Perwakilan Indonesia dalam forum ini adalah Sekretaris Umum PP Muhammadiyah Abdul Mu’ti dan Sekretaris Ketua Centre for Dialogue and Cooperation among Civilization Puti Hasanatu Syadiah yang juga mahasiswa Universitas Muhammadiyah Jakarta.
Di mata internasional, kata Mu’ti, Indonesia memiliki nama dan reputasi yang sangat baik dan menjadi model koeksistensi umat beragama hidup dalam suasana damai. Hal ini menjadi modal penting Indonesia untuk berperan di ranah global sebagai juru damai.

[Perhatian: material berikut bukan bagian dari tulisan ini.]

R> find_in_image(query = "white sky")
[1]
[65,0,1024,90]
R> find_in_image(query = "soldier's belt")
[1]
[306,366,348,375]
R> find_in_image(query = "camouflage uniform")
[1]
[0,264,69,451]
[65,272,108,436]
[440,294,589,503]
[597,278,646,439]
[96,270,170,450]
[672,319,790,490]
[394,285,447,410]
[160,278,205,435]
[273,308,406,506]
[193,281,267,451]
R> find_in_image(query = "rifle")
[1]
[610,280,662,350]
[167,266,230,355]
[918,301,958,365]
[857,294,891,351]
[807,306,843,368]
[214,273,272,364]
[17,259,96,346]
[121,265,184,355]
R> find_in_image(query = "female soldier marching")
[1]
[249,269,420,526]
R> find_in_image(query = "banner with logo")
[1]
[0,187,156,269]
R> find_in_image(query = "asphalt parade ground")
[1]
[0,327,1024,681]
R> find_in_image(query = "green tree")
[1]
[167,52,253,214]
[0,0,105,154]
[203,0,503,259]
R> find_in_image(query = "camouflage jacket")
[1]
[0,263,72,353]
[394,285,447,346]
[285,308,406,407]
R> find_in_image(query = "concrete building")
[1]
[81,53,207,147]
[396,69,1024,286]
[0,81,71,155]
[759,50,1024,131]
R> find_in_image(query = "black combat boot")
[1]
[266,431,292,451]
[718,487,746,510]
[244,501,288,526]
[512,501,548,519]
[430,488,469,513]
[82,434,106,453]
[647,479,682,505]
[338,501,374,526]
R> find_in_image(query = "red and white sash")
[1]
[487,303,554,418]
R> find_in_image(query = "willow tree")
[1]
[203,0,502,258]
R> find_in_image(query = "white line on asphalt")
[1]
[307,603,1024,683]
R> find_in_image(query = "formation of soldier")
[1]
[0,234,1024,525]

“Sayangnya, penilaian positif dari Uni Eropa belum cukup mendapatkan penguatan dari pemerintah. Pengalaman Indonesia dalam membangun kerukunan umat beragama dan demokrasi bisa menjasi modal dan lini depan peran Indonesia di forum internasional,” ujar Mu’ti.
Menurut Puti, Mogherini sangat serius dalam usaha mewujudkan dunia yang harmonis. Ia percaya bahwa agama dapat menjadi solusi bagi persoalan yang dihadapi dunia. Keseriusan itu ditunjukkan dalam serangkaian program ini, mulai dari penelitian di berbagai negara termasuk Indonesia, mengadakan Proyek Percontohan “Exchange on Religion in Society” di London dan Beirut pada Desember 2018 dan Januari 2019 yang diorganisir Lokahi Foundation London, hingga diskusi terbatas EEAS bersama peserta proyek percontohan tersebut pada Juni 2019. Ia mengapresiasi Komisi Eropa yang memberi ruang bagi peran agama dalam kehidupan sosial dan diplomasi. (ribas/pt)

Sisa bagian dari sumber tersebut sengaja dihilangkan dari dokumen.